Winkler Prins

Anthony Winkler Prins (1870)

Gepubliceerd op 20-08-2018

Uijlenbroek

betekenis & definitie

Uijlenbroek. Onder dezen naam vermelden wij:

Pieter Johannes Uijlenbroek, een verdienstelijk dichter, geboren te Amsterdam den 7den December 1748. Na het overlijden van zijn vader was hij werkzaam op een handelskantoor, legde zich toe op de Hoogduitsche en Fransche talen en beoefende tevens de dichtkunst. Hij kwam in kennis met onderscheidene letterkundigen, bepaalde zich na zijn huwelijk met de weduwe van een boekhandelaar bij den boekhandel en verhief zijn huis tot eene vergaderplaats van uitstekende mannen.

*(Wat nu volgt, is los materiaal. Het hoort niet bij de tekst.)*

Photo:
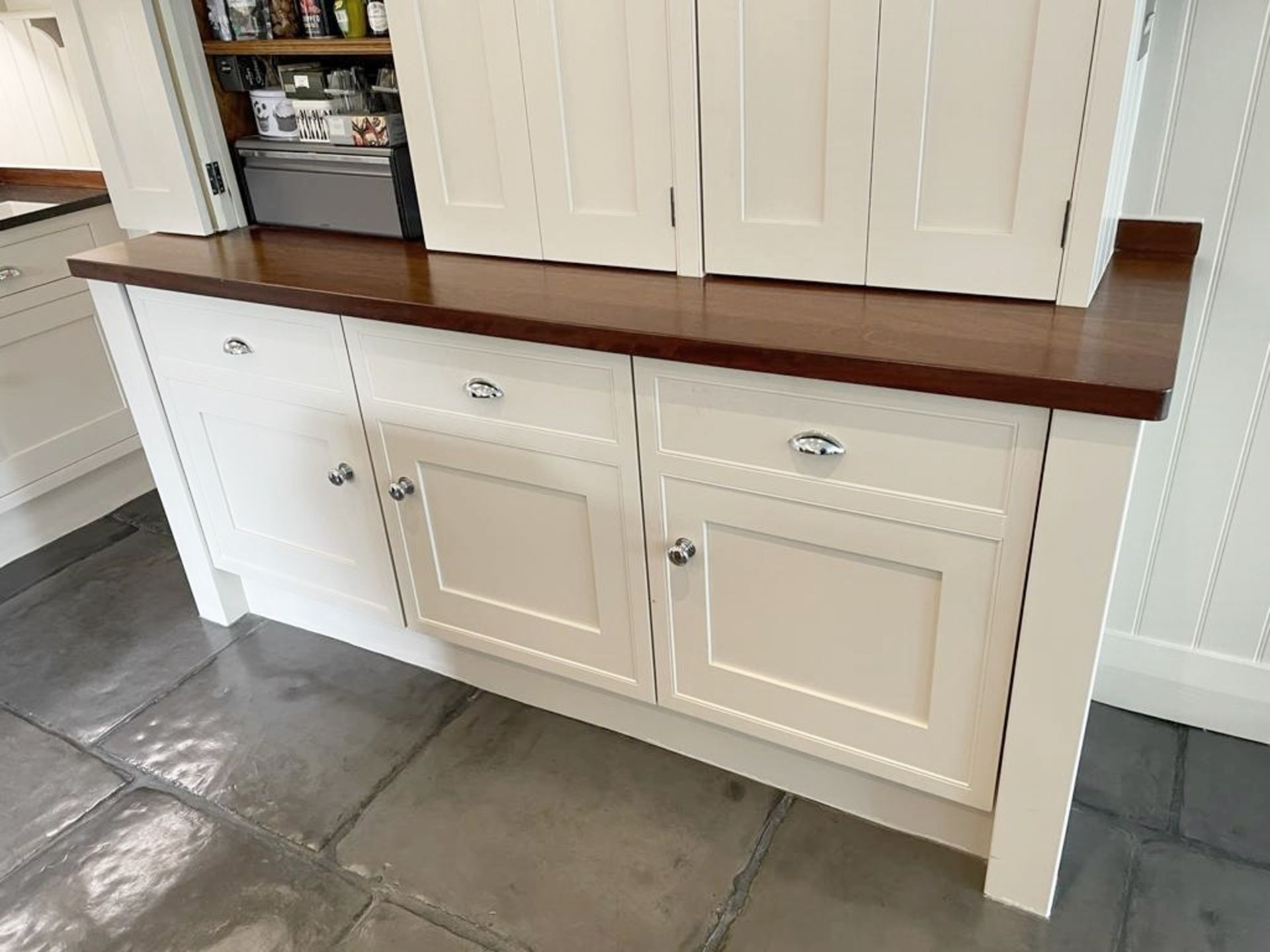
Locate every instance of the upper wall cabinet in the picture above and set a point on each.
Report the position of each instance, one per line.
(541, 128)
(786, 136)
(980, 110)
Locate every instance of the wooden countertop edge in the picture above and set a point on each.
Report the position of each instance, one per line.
(1081, 397)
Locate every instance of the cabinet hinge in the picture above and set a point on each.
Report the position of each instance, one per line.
(215, 180)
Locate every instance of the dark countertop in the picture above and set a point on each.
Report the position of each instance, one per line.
(65, 200)
(1118, 357)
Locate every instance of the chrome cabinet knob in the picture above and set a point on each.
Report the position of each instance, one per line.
(402, 488)
(814, 444)
(482, 389)
(681, 551)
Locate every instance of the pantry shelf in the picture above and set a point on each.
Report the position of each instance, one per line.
(370, 46)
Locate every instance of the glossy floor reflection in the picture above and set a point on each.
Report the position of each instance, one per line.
(167, 783)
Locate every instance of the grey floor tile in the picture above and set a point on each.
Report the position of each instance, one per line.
(390, 928)
(150, 873)
(1128, 766)
(1226, 795)
(36, 567)
(290, 729)
(45, 786)
(89, 645)
(560, 834)
(145, 513)
(831, 881)
(1187, 902)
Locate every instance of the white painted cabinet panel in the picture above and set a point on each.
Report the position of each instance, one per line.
(459, 66)
(599, 102)
(59, 391)
(258, 447)
(135, 114)
(786, 136)
(520, 531)
(833, 603)
(980, 110)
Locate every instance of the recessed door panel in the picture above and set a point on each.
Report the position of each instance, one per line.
(980, 110)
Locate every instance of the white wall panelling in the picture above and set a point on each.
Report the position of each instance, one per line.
(42, 122)
(976, 143)
(786, 121)
(1191, 612)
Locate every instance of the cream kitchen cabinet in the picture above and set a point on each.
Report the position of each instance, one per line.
(516, 522)
(840, 569)
(540, 128)
(265, 415)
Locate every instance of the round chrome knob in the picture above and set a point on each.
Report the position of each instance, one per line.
(681, 551)
(402, 488)
(482, 389)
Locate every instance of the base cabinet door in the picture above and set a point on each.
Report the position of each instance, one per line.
(265, 416)
(818, 582)
(511, 488)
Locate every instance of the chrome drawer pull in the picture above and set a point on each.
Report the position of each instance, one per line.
(482, 389)
(400, 488)
(681, 551)
(814, 444)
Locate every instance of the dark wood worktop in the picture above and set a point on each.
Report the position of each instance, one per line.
(1118, 357)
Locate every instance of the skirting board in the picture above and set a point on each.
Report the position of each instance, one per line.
(879, 801)
(65, 508)
(1199, 688)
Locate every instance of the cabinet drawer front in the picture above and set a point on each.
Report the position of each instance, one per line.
(549, 389)
(41, 260)
(876, 644)
(923, 447)
(282, 346)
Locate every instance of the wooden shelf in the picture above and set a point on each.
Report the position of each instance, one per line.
(370, 46)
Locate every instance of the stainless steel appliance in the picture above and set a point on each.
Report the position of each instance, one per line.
(343, 188)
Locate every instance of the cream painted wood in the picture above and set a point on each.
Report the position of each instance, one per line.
(257, 448)
(218, 594)
(135, 114)
(459, 67)
(872, 625)
(523, 537)
(786, 127)
(980, 112)
(41, 258)
(599, 100)
(62, 401)
(1089, 469)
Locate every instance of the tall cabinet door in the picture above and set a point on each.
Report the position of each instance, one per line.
(599, 102)
(459, 66)
(980, 111)
(786, 128)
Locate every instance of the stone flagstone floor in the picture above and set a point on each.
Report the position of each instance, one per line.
(167, 783)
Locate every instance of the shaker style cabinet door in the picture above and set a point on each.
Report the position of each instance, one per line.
(263, 412)
(599, 100)
(786, 128)
(980, 110)
(459, 67)
(509, 477)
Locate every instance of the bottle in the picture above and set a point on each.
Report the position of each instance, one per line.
(351, 17)
(378, 17)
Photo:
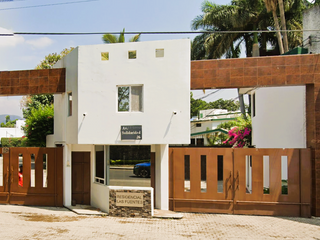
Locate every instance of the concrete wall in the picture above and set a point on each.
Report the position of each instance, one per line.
(280, 119)
(311, 21)
(166, 88)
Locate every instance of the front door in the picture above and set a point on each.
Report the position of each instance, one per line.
(81, 178)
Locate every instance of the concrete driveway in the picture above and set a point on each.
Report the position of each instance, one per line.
(21, 222)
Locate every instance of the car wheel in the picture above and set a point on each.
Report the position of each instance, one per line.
(144, 173)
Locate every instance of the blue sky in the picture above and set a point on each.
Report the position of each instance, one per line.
(25, 51)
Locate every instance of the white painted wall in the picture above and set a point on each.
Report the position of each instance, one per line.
(280, 120)
(166, 88)
(15, 132)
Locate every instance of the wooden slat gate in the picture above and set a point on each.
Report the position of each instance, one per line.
(42, 176)
(240, 181)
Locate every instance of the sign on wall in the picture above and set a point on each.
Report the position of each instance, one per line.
(127, 199)
(133, 132)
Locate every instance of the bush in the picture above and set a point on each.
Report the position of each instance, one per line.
(14, 142)
(39, 124)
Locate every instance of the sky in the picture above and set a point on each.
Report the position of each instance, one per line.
(23, 52)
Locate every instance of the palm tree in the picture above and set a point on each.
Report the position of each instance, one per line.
(109, 38)
(242, 15)
(271, 5)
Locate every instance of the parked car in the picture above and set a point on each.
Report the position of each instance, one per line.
(142, 169)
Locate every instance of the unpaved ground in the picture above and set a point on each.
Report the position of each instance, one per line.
(20, 222)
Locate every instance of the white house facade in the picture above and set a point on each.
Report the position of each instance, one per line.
(122, 94)
(279, 117)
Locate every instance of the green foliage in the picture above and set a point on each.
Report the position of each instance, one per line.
(197, 104)
(35, 102)
(9, 123)
(39, 124)
(52, 58)
(109, 38)
(241, 15)
(14, 142)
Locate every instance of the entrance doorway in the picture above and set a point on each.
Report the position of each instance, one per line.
(81, 178)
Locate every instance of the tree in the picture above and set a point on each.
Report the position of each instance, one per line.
(109, 38)
(271, 6)
(9, 123)
(39, 124)
(38, 109)
(241, 15)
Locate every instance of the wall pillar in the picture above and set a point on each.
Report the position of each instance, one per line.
(162, 176)
(67, 187)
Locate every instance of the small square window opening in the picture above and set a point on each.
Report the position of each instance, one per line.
(160, 52)
(104, 56)
(130, 99)
(132, 54)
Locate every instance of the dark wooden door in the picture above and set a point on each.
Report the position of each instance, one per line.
(81, 177)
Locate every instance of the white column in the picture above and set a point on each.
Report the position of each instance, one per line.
(67, 180)
(162, 176)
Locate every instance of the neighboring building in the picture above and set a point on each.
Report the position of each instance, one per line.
(15, 132)
(208, 122)
(121, 94)
(279, 117)
(311, 21)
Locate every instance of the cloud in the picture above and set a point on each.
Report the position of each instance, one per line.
(40, 42)
(9, 41)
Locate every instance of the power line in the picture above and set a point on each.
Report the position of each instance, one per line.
(45, 5)
(150, 33)
(209, 94)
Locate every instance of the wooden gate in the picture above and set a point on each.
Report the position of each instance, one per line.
(240, 181)
(42, 174)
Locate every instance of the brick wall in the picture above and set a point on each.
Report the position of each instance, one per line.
(272, 71)
(32, 82)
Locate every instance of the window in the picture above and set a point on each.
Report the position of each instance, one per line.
(104, 56)
(132, 54)
(69, 104)
(160, 52)
(99, 177)
(130, 99)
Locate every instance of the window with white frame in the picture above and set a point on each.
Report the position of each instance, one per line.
(100, 164)
(130, 98)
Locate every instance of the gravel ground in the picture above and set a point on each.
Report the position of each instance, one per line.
(21, 222)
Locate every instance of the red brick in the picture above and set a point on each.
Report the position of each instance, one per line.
(43, 73)
(223, 63)
(250, 62)
(250, 72)
(265, 81)
(278, 70)
(293, 79)
(292, 60)
(293, 70)
(278, 61)
(264, 71)
(236, 72)
(24, 74)
(264, 62)
(279, 80)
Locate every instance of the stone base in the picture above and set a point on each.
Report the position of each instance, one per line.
(123, 211)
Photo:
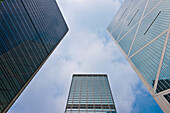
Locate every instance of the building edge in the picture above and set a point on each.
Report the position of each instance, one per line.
(161, 101)
(29, 80)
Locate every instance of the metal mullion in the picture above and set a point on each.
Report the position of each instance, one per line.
(8, 79)
(25, 30)
(26, 21)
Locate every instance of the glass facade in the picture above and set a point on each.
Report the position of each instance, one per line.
(30, 31)
(141, 29)
(90, 94)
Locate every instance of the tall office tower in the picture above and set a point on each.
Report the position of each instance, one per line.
(90, 93)
(30, 31)
(141, 29)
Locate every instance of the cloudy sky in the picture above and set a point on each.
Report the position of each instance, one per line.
(87, 48)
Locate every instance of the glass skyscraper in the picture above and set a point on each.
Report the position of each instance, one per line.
(141, 29)
(29, 32)
(90, 93)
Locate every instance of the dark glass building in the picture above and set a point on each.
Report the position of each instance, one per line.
(29, 32)
(90, 93)
(141, 29)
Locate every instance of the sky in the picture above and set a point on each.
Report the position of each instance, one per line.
(87, 48)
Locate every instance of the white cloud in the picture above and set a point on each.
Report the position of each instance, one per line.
(86, 49)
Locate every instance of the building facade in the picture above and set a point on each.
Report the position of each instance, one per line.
(141, 29)
(90, 93)
(30, 31)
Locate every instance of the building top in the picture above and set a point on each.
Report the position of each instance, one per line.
(90, 75)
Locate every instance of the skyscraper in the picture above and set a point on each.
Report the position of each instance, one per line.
(90, 93)
(30, 31)
(141, 29)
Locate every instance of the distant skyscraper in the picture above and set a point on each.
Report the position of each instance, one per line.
(90, 93)
(30, 31)
(141, 29)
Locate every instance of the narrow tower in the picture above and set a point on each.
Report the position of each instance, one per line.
(141, 29)
(90, 93)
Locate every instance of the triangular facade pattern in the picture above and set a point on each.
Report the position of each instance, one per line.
(142, 36)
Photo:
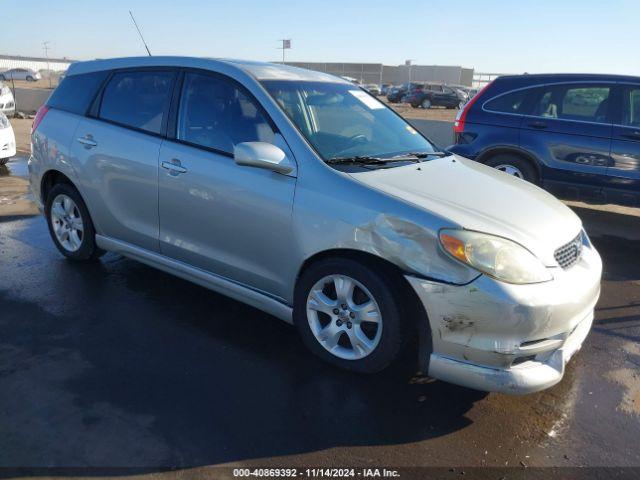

Hij was lid en thesaurier van de maatschappij Felix Meritis, en overleed den 16den December 1808. Hij heeft een aantal Fransche treur-, blij- en zangspelen uit het Fransch overgebragt en onderscheidene van zijne kleine gedichten geplaatst in de „Kleine dichterlijke handschriften”, welke hij van 1788 af gedurende een 20-tal jaren in het licht zond, alsmede in de „Dichtvruchten”, van den kring: „Kunst door vriendschap volmaakter.” Wij vermelden van hem: „Het feest van Apollo, zinnespel ter 25ste verjaring van den Amsterdamsche schouwburg (1799)”, — „Fedra, treurspel (1770 en 1780)”, — „De Smimasche koopman, treurspel (1775)”, — „Romeo en Julia, treurspel (1771 en 1786)”, — „Wilhelmina van Blindheim, treurspel (1777)”, — „Merope, treurspel (1779)”, —„Lucille, treurspel (1780)”, — „Teunes en Teuntje (1783)”, — „Fanfan en Klaas of de twee zoogbroeders (1788)”, — „De ware heldenmoed, treurspel (1796) ”, — „Fenelon of de Kamerrijksche kloosterlingen (1796)”, — „Cajus Gracchus (1797) ”, — „Cecilia of de dankbaarheid (1797)”, — „Epicharis en Nero (1798)”, — „De gevangene of de gelijkenis (1798)”, — en „Poezij”.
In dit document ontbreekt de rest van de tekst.